Introduction to Rosetta++                                 Last Updated: May 15, 2005    

What Is Rosetta++?

Rosetta++ is a reimplementation of the Rosetta biomolecular modeling program in the C++ language. It is named Rosetta++ to distinguish it from the Fortran implementation. Rosetta++ as released in mid 2004 is the first phase of an evolutionary modernization to a more reliable and extensible design. The goals of this phase were to produce a C++ Rosetta that preserved the "look and feel" of the Fortran and had near-Fortran performance. Future phases will focus on migration to an object-oriented architecture that localizes behavioral properties and provides simpler and safer interfaces for development of new scientific algorithms within a modular, extensible framework.


Rosetta++ vs. Rosetta

Rosetta++ preserves the "look and feel" of the Fortran implementation by using a library, ObjexxFCL, to provide Fortran-compatible array, string, i/o, and intrinsic function support. Modifying and extending Rosetta++ code should be straightforward for researchers familiar with the Fortran version: array and string indexing, array passing "tricks", and other Fortran "features" are unchanged. The key issues to be aware of when working with the Rosetta++ code are discussed below.

At this point Rosetta++ still has the stylistic and design attributes of the Fortran Rosetta.

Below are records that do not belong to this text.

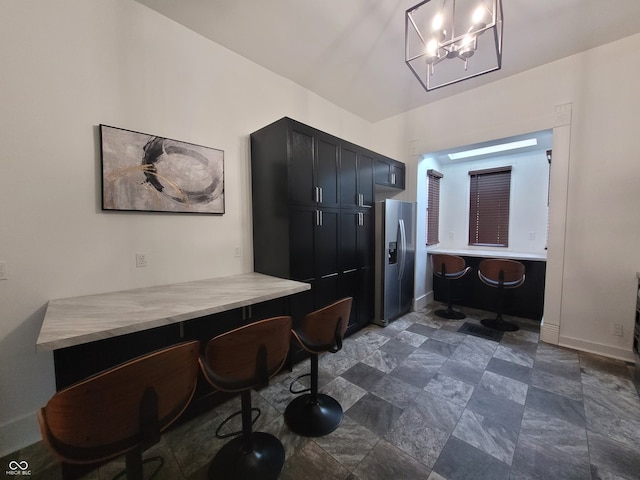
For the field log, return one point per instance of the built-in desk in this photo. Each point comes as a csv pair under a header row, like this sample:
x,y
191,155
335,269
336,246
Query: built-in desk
x,y
526,301
91,333
74,321
94,332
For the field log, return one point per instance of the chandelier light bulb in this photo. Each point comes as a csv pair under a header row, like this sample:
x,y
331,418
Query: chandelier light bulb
x,y
436,23
432,50
478,14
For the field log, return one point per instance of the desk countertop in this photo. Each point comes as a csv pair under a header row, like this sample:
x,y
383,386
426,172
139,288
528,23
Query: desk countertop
x,y
78,320
489,254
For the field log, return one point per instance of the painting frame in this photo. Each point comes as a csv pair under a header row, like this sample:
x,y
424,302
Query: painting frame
x,y
149,173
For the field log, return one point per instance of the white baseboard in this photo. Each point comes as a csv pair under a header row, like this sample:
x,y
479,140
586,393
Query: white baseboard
x,y
18,434
422,301
597,348
549,333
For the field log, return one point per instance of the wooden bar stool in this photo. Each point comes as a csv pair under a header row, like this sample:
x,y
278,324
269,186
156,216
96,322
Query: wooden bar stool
x,y
449,268
123,410
501,274
315,414
239,361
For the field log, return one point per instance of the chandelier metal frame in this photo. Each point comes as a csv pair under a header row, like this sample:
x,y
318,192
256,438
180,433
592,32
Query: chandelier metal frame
x,y
428,46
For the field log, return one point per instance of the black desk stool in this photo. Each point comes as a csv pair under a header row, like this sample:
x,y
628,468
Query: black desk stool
x,y
239,361
501,274
316,414
449,268
123,410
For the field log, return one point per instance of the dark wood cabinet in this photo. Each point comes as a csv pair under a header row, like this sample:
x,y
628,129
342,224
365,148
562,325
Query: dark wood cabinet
x,y
526,301
389,173
356,263
312,168
356,177
313,197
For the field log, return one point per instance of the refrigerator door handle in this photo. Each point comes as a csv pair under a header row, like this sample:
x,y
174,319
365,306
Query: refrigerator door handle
x,y
402,249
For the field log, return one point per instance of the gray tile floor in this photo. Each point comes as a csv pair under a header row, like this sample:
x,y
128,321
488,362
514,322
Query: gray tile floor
x,y
422,401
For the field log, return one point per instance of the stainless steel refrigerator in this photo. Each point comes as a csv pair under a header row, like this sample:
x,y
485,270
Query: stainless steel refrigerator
x,y
395,259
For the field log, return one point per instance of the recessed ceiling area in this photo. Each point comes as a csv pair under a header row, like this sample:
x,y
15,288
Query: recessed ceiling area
x,y
543,142
352,52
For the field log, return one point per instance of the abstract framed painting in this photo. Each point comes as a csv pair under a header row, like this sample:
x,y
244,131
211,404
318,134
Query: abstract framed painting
x,y
147,173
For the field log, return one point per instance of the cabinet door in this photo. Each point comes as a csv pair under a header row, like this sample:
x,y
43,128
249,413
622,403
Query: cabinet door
x,y
349,255
326,243
389,173
365,239
302,187
326,171
365,179
301,253
348,177
398,175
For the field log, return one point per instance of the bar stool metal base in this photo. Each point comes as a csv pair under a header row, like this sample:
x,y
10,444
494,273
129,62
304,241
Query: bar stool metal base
x,y
263,462
313,419
450,314
499,324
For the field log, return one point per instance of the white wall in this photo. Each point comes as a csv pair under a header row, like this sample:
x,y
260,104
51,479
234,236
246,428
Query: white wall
x,y
527,209
68,66
591,101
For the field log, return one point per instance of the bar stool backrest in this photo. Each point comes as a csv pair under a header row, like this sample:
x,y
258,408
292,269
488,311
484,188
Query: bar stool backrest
x,y
249,356
323,330
501,273
449,266
122,408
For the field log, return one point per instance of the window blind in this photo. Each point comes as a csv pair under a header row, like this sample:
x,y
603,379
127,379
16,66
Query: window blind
x,y
433,207
490,191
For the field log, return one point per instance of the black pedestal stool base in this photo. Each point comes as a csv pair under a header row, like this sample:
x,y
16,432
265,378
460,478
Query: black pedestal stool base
x,y
263,462
499,324
450,314
313,419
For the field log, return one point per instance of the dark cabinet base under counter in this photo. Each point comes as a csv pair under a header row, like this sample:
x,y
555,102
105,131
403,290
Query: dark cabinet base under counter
x,y
526,301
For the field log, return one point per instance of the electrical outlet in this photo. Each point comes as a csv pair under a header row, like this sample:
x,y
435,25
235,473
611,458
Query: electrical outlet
x,y
141,260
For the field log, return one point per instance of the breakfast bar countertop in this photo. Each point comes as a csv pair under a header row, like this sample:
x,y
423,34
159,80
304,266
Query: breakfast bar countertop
x,y
489,254
74,321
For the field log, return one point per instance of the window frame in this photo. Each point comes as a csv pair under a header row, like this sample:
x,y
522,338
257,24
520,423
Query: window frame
x,y
433,207
489,199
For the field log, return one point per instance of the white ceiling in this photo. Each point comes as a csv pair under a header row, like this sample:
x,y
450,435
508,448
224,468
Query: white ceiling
x,y
351,52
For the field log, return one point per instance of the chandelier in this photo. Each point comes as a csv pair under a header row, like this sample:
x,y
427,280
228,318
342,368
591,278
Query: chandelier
x,y
447,41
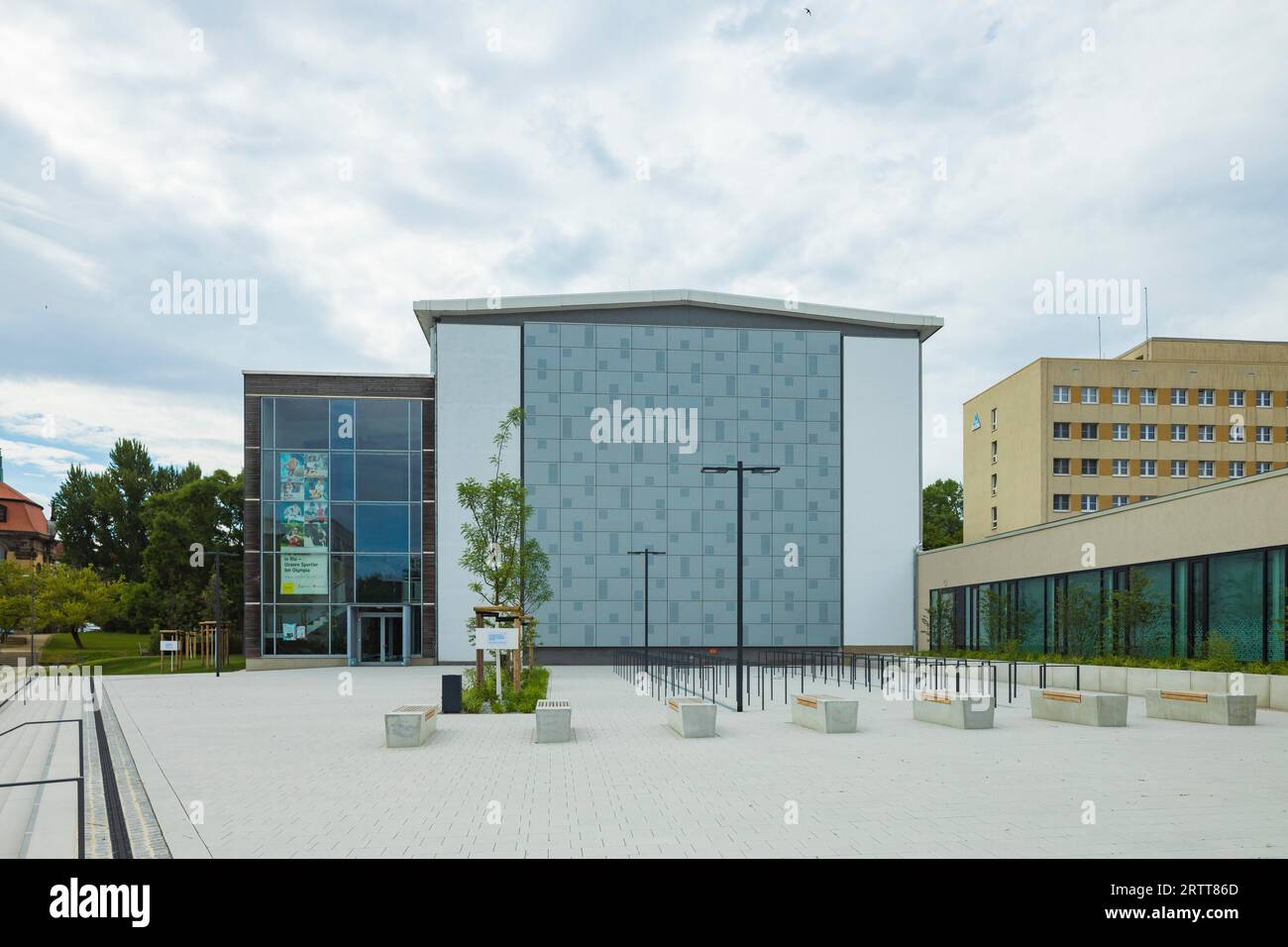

The major reliability and extensibility improvements will come later, but even while working within the current design C++ compilers will catch many of the typical errors that Fortran compilers don't.

Obtaining near-Fortran performance with Rosetta++ required mode-specific profiling and hand tuning the bottleneck code. For the modes we tuned for so far (docking, design, and relax cases) Rosetta++ is 0-10% slower than the Fortran Rosetta when a comparable workload is performed (in individual cases where small numerical differences lead to a different computational sequence the speed can vary by more). Further tuning and the planned move to right-sized arrays should narrow or eliminate the gap. Due to the performance impact of C++ stream-based i/o, quick test cases perform worse, relatively, than real-world runs.

One area where Rosetta++ suffers by comparison is in compile times. C++ is simply a much more complex language than FORTRAN 77 and compiles a lot slower. GCC is notoriously slow, but even with faster compilers a major Rosetta++ rebuild will provide a good opportunity for a coffee break. The slowness of C++ compiles is somewhat ameliorated by the fact that Rosetta++ constants and array dimensions are defined in source (.cc), not header (.h), files so modification of these will not trigger a large number of compiles. On the other hand, changes to function interfaces will trigger many compiles due to the required presence of C++ function prototypes in the headers.


Rosetta++ Overview

Source Code Organization

The file structure of Rosetta++ is similar to that of the Fortran Rosetta with some additions. A source (.cc) file exists for each Fortran source (.f) file. Header (.h) files with function prototypes are used for each source file containing functions. Additional source and header files are used for the namespaces that correspond to the COMMON blocks of the Fortran Rosetta. The ObjexxFCL library source is contained in the ObjexxFCL subdirectory of the main source directory.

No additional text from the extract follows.